O presidente Luiz Inácio Lula da Silva vetou integralmente, nesta quinta-feira (8), o projeto de lei que reduzia as penas do ex-presidente Jair Bolsonaro e de outros condenados pelos atos golpistas, incluindo os episódios de vandalismo registrados em 8 de janeiro de 2023. A proposta ficou conhecida como PL da Dosimetria.
O veto foi assinado durante uma cerimônia no Palácio do Planalto, realizada em alusão aos três anos das invasões às sedes dos Três Poderes, em Brasília. O ato reuniu autoridades, representantes de movimentos sociais e integrantes da sociedade civil, e a decisão foi recebida com manifestações favoráveis por parte dos presentes.
O projeto havia sido aprovado pela Câmara dos Deputados e pelo Senado Federal no fim do ano passado. O texto previa mudanças nos critérios de dosimetria das penas, o que poderia resultar na redução do tempo de prisão de Jair Bolsonaro e de outros réus apontados como integrantes do chamado “núcleo crucial” da tentativa de golpe de Estado, além de envolvidos diretamente nos atos de 8 de janeiro.
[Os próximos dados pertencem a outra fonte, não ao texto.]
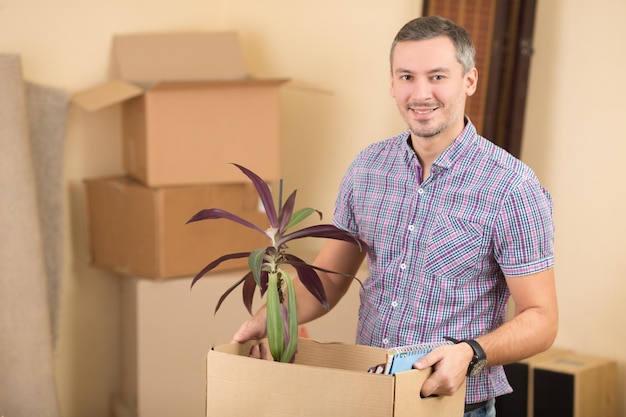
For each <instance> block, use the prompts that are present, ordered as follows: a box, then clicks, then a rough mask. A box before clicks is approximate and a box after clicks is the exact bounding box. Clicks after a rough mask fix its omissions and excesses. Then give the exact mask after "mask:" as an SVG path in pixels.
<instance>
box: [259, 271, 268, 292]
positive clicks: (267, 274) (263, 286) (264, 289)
mask: <svg viewBox="0 0 626 417" xmlns="http://www.w3.org/2000/svg"><path fill="white" fill-rule="evenodd" d="M268 275H269V272H267V271H261V285H259V286H260V288H261V291H260V293H261V297H263V295H264V294H265V292H266V291H267V286H268V285H269V284H268V282H269V278H268Z"/></svg>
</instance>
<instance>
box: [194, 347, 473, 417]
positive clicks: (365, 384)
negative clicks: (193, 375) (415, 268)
mask: <svg viewBox="0 0 626 417" xmlns="http://www.w3.org/2000/svg"><path fill="white" fill-rule="evenodd" d="M250 346H251V344H249V343H248V344H241V345H239V344H227V345H220V346H216V347H214V348H213V349H212V350H211V351H209V353H208V356H207V403H206V415H207V417H240V416H255V417H264V416H268V417H269V416H282V417H296V416H297V417H319V416H324V417H370V416H371V417H420V416H422V417H459V416H462V415H463V410H464V403H465V386H463V387H462V389H461V390H459V391H458V392H457V393H456V394H455V395H454V396H452V397H443V396H442V397H434V398H421V397H420V388H421V386H422V384H423V382H424V381H425V380H426V378H427V377H428V375H429V374H430V371H417V370H411V371H406V372H400V373H397V374H396V375H395V376H390V375H377V374H371V373H368V372H367V370H368V369H369V368H370V367H371V366H373V365H376V364H378V363H383V362H384V361H385V353H386V350H385V349H381V348H375V347H369V346H358V345H348V344H343V343H321V342H316V341H314V340H311V339H304V338H301V339H299V343H298V353H297V355H296V360H295V363H293V364H291V363H278V362H272V361H266V360H259V359H252V358H249V357H248V352H249V351H250Z"/></svg>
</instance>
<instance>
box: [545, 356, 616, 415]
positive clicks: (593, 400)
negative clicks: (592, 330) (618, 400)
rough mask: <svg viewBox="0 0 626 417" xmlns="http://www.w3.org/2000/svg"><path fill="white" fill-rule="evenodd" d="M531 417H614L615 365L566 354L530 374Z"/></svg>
mask: <svg viewBox="0 0 626 417" xmlns="http://www.w3.org/2000/svg"><path fill="white" fill-rule="evenodd" d="M533 373H534V387H533V396H534V404H533V413H534V417H553V416H559V417H598V416H602V417H617V399H618V389H617V362H616V361H614V360H611V359H608V358H601V357H597V356H590V355H583V354H577V353H570V354H566V355H560V356H557V357H554V358H551V359H549V360H546V361H543V362H540V363H537V364H536V365H535V367H534V370H533Z"/></svg>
A decisão do presidente não surpreendeu parlamentares. Desde a tramitação da proposta no Congresso, Lula vinha sinalizando publicamente que vetaria o texto, sob o argumento de que a medida poderia beneficiar aliados políticos e enfraquecer a responsabilização pelos atos contra o Estado Democrático de Direito.
Apesar do veto, a matéria ainda poderá ser analisada novamente pelo Congresso Nacional. Deputados e senadores têm a prerrogativa constitucional de decidir se mantêm ou derrubam a decisão do Executivo. Para a derrubada do veto, são necessários os votos de ao menos 257 deputados e 41 senadores.
O texto vetado estabelecia, entre outros pontos, a redução de até dois terços das penas aplicadas a vândalos comuns dos ataques de 8 de janeiro, a criação de um mecanismo para acelerar a progressão de regime para condenados por crimes contra o Estado Democrático de Direito e a absorção do crime de tentativa de abolição do Estado pelo de tentativa de golpe, em caso de condenação simultânea. Também previa a possibilidade de progressão ao regime semiaberto após o cumprimento de 16% da pena no regime fechado, percentual inferior ao previsto na legislação atual.
Caso o veto seja derrubado e o projeto venha a se tornar lei, a norma ainda poderá ser alvo de questionamentos no Supremo Tribunal Federal por partidos políticos, entidades de classe, pela Procuradoria-Geral da República ou pelo próprio governo. Caberá ao STF decidir se o texto está de acordo com a Constituição.